本記事では、Instagram上の画像データを活用した、マーケティング戦略の策定事例についてご紹介します。
ヨーロッパでピザの画像が多く投稿されているのはどの都市か?
ヴェネチアにピザレストランを構えるBella&Brava VENEZIA社は事業拡大のため、ヨーロッパで新店舗の出店を計画し始めました。しかし新店舗をオープンさせるにはどの場所が最適かわからないため、コンサルティング会社のOpenKnowledge社協力の下、TalkWalker社のSNSリスニングツールを使って、Instagramの分析を行いました。(図. 2)
(図. 2 ヨーロッパにおけるピザ画像投稿数の多少を表したヒートマップ。
2017年1月から8月までにヨーロッパ内(イギリスとイタリアを除く)で投稿された画像数から作成。
出典:Talkwalker社ケーススタディより)
最初に、OpenKnowledge社はBella&Brava VENEZIA社の特徴を整理し、Healthy、Made in Italy、Vegetarian、Veganの4つのクラスターに分けました。(図. 3)
(図. 3 Bella&Brava VENEZIA社 4つのクラスター)
次にOpenKnowledge社は、2017年1月から8月までのイギリスとイタリアを除くヨーロッパ内で投稿されたピザの画像を抽出し、分析をはじめました。ピザの画像が含まれる全投稿(454,500件)から、通りの名前がタグに含まれているもの(66,400件)を抽出して、どの都市のピザかを特定しました。その次に、投稿数が50件未満の都市を除外したところ、残った画像は30,165件で、82都市となりました。82都市での投稿について、その都市のピザの消費性向と上記の4つクラスターとの関係度合いを数値化し、Bella&Brava VENEZIA社が出店すべき、上位10都市を割り出しました。(図. 4)
(図. 4 OpenKnowledge社が行った、データ抽出方法の概念図)
どのような店舗・メニューを提供すべきか
次に、Talkwalker社の画像解析技術を用いて、上位10都市で投稿された画像から、どのようなシーンでピザが消費され、何と一緒に消費されることが多いのかを分析しました。画像解析の結果、ヨーロッパにおいて、大部分(72%)のピザは、バーかレストランで消費されていることが明らかになりました。また、ピザの消費シーンは都市の社会人口学的な多様性(観光客数や気候など)によって、変化することもわかりました。例えば、フランスのニースは観光客も多く、夏に雨が少ない地中海性気候で知られていますが、そういった都市では、屋外でピザを消費しているシーンが平均よりも多いことを発見しました(図. 5)。また競合他社がどのような店舗でピザを提供しているのかも知ることができます。これらの情報を整理して、消費性向に合った店舗設計をすることが求められます。
(図. 5 屋外でピザを楽しむ姿の投稿例)
さらに、ピザと一緒に頼んでいるものに注目すると、ヘルシーなピザ(バッファローモッツアレラピザ)を食べている人は、San Pellegrino社のミネラルウォーターを一緒に頼んでいることがわかりました。また、ある都市ではピザと一緒にカクテルを頼んでいる傾向がみられました。特にAperol Spritzと一緒にピザを消費しているシーン(図. 6)が多く投稿されており、進出する都市に合わせて提供するドリンクメニューをアレンジする必要がありそうです。

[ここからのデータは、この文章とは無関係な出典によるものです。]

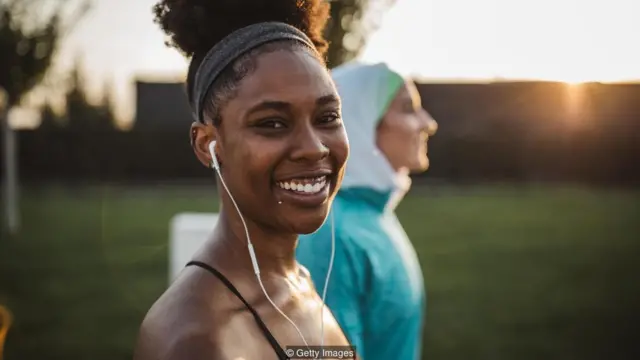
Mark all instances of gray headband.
[191,22,316,123]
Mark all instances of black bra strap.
[186,261,289,360]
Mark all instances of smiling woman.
[135,0,356,360]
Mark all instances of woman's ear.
[190,122,218,168]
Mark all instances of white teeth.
[278,176,327,194]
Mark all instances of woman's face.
[194,50,349,234]
[377,81,438,172]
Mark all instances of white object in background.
[169,213,218,283]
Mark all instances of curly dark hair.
[153,0,329,125]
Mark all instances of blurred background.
[0,0,640,360]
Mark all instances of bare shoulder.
[134,274,226,360]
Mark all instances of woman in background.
[297,62,437,360]
[134,0,349,360]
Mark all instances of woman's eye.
[260,120,285,129]
[320,114,340,124]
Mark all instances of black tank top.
[186,261,290,360]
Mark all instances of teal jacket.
[296,63,426,360]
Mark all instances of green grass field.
[0,186,640,360]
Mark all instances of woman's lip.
[275,169,333,182]
[274,180,331,208]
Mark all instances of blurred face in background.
[377,81,438,173]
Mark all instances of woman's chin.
[289,209,329,235]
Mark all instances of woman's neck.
[212,204,298,278]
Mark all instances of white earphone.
[209,140,335,348]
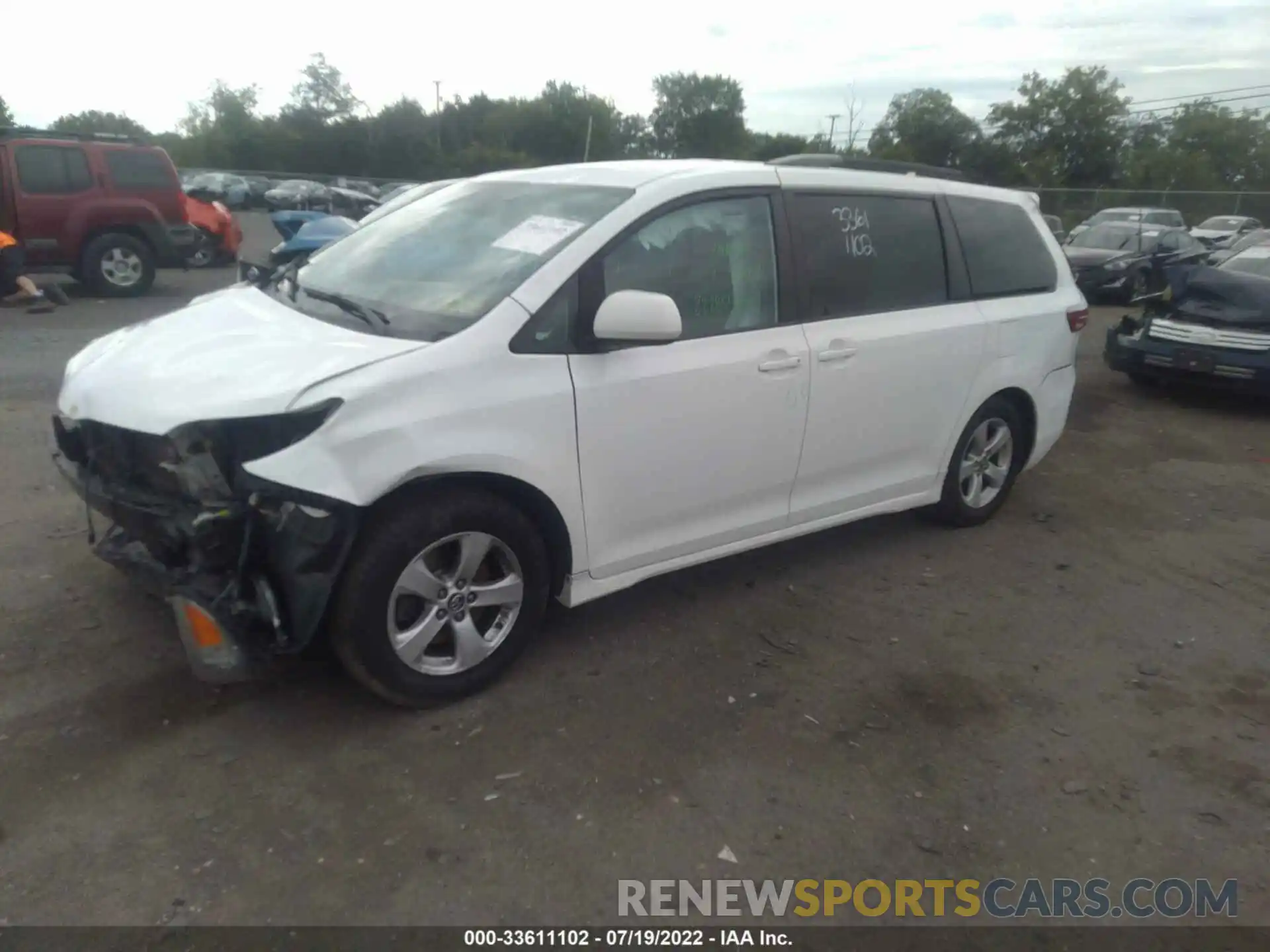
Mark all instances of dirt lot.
[0,219,1270,926]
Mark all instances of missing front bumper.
[54,452,360,683]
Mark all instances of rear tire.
[80,232,155,297]
[329,489,550,707]
[929,396,1026,527]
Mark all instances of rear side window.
[105,149,175,189]
[947,196,1058,297]
[14,146,93,196]
[787,193,949,320]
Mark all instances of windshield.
[1071,225,1156,251]
[1222,245,1270,278]
[1086,211,1142,225]
[1230,229,1270,251]
[362,179,458,227]
[288,182,632,340]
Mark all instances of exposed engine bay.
[54,401,359,682]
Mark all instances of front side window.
[14,146,93,196]
[1222,245,1270,278]
[787,194,949,320]
[947,196,1056,297]
[294,182,632,340]
[105,149,173,190]
[602,196,776,339]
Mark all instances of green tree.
[650,72,748,159]
[50,109,150,138]
[283,54,362,122]
[1166,99,1270,189]
[868,89,982,169]
[986,66,1129,188]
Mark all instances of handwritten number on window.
[831,206,878,258]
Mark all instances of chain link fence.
[1031,188,1270,230]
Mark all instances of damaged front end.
[54,401,359,682]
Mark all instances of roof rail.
[0,126,140,142]
[767,152,970,182]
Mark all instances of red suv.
[0,130,198,297]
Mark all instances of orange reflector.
[185,602,225,647]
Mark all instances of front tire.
[931,396,1026,527]
[80,232,155,297]
[330,489,550,707]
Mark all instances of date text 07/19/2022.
[464,928,794,948]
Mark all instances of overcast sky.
[10,0,1270,141]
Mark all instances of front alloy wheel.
[388,532,525,674]
[327,485,552,707]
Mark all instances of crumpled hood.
[57,288,427,434]
[1063,245,1136,268]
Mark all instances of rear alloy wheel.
[931,396,1026,526]
[330,489,550,707]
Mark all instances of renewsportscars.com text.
[617,877,1238,919]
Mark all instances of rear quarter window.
[14,146,93,196]
[787,193,949,320]
[947,196,1058,297]
[105,149,177,190]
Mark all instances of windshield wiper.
[292,286,391,334]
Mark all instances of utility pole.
[824,113,842,152]
[432,80,441,155]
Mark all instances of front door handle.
[758,357,802,373]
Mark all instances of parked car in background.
[54,160,1088,705]
[380,182,417,204]
[360,179,462,225]
[0,130,199,297]
[264,179,331,212]
[326,185,380,218]
[1067,208,1186,241]
[330,177,380,198]
[243,175,275,208]
[1103,254,1270,396]
[380,182,419,202]
[1191,214,1261,249]
[1218,244,1270,278]
[184,171,251,208]
[184,188,243,268]
[1063,221,1208,303]
[239,179,458,284]
[1208,229,1270,264]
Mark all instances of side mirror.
[595,291,683,344]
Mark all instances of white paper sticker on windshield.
[494,214,581,255]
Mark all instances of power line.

(図. 6 ピザと一緒にAperol Spritzをオーダーしている投稿例)
SNS分析から有益な情報を得るには
今回のInstagram分析では下記の3点について示唆を得ました。
・進出すべき都市
・ビジネスリスクの軽減(競合他社の把握・地域特性・嗜好性把握・店舗設計)
・メニュー開発の方針
このように、SNSを分析することで競合他社や消費性向などについて理解し、マーケティングに応用できます。しかし、分析の前に目的や手法を明確にしなければ、データの海に飲み込まれ、何を見ているのかわからなくなってしまいます。分析には専門知識が必要なため、効果的なSNSの分析を行うには、専門家と一緒に設計して行うのが一般的です。
D4DRでのInstagram分析事例
D4DRでは、今回紹介したInstagram分析事例と同じような分析サービスを提供しています。(図. 7)

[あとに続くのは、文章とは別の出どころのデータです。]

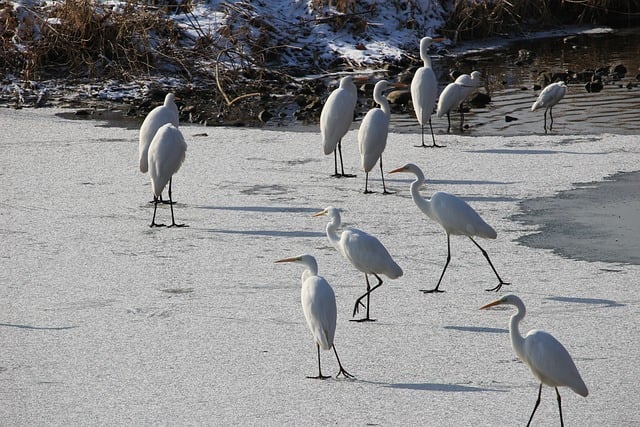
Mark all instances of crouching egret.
[148,123,187,227]
[411,37,444,147]
[480,294,589,426]
[313,206,402,322]
[531,82,567,133]
[389,163,509,293]
[436,71,482,133]
[138,93,178,173]
[358,80,402,194]
[276,254,353,380]
[320,76,358,178]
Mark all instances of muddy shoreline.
[512,172,640,264]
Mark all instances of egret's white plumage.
[320,76,358,177]
[480,294,589,425]
[313,206,403,321]
[276,254,353,379]
[358,80,391,193]
[531,82,567,132]
[389,163,508,293]
[436,71,482,132]
[411,37,442,147]
[148,123,187,227]
[138,93,178,173]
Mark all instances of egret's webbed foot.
[336,367,355,378]
[485,280,511,292]
[420,288,444,294]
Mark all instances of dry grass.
[443,0,640,41]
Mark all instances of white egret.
[138,93,178,173]
[480,294,589,426]
[276,254,353,380]
[436,71,482,133]
[148,123,187,227]
[531,82,567,133]
[358,80,400,194]
[411,37,444,147]
[389,163,509,293]
[320,76,358,178]
[313,206,403,322]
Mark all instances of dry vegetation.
[442,0,640,41]
[0,0,640,121]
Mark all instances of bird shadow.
[444,325,509,334]
[384,383,506,393]
[467,148,608,155]
[206,228,325,238]
[0,323,77,331]
[385,178,518,185]
[546,297,625,307]
[194,206,320,214]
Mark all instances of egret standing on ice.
[436,71,481,133]
[148,123,187,227]
[411,37,444,147]
[138,93,178,173]
[320,76,358,178]
[276,255,353,380]
[358,80,397,194]
[313,206,402,322]
[389,163,509,293]
[480,294,589,426]
[531,82,567,133]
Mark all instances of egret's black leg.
[331,147,341,178]
[469,236,511,292]
[353,273,382,322]
[307,344,331,380]
[527,383,542,427]
[364,172,373,194]
[420,233,451,294]
[429,117,446,148]
[169,178,185,227]
[414,117,444,147]
[555,387,564,427]
[380,154,393,194]
[333,344,354,378]
[334,139,355,178]
[414,122,431,147]
[149,194,164,227]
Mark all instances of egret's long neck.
[373,90,391,117]
[509,304,526,360]
[411,171,433,218]
[302,257,318,283]
[327,214,341,251]
[420,46,431,68]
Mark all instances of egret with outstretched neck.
[148,123,187,227]
[358,80,400,194]
[389,163,509,293]
[276,254,353,380]
[480,294,589,426]
[320,76,358,178]
[531,82,567,133]
[411,37,444,147]
[313,206,403,322]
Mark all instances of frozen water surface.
[0,109,640,426]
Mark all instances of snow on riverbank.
[0,109,640,426]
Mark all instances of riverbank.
[514,172,640,264]
[0,109,640,427]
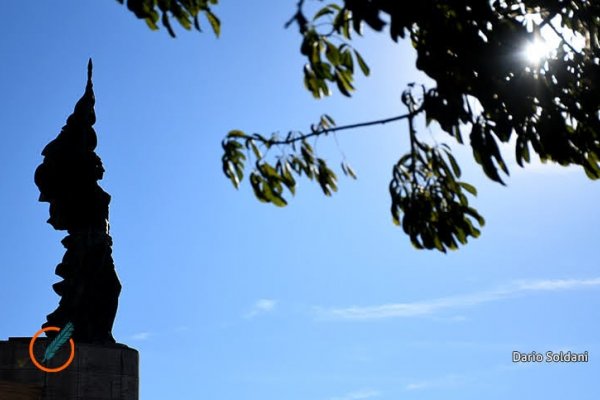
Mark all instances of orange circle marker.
[29,326,75,372]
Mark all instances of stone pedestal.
[0,338,139,400]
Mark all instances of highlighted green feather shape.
[42,322,75,362]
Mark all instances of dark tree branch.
[258,107,423,146]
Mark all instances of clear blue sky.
[0,0,600,400]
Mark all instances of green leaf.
[227,129,246,138]
[205,10,221,37]
[354,50,371,76]
[458,182,477,196]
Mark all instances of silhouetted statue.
[35,59,121,343]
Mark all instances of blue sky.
[0,0,600,400]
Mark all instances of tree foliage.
[118,0,600,251]
[117,0,221,37]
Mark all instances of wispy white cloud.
[316,278,600,320]
[329,389,381,400]
[244,299,277,318]
[404,374,465,391]
[131,332,152,340]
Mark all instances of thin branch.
[264,107,423,146]
[548,22,579,54]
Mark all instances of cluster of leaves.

(図. 7 D4DRで行ったビールの消費シーン分析の例)
図. 7は2017年の7月から8月までの二ヶ月間でInstagramに投稿されたビールブランドに関する分析です。各ブランドに関連する画像のみを抽出したのち、画像と投稿文から軸を設計し、広告から消費までの接触シーンを分類しています。体験シーンやプロモーションの比率や傾向を、競合他社と比較して、好ましい方向性を示唆・マーケティング戦略につなげるコンサルティングも行っています。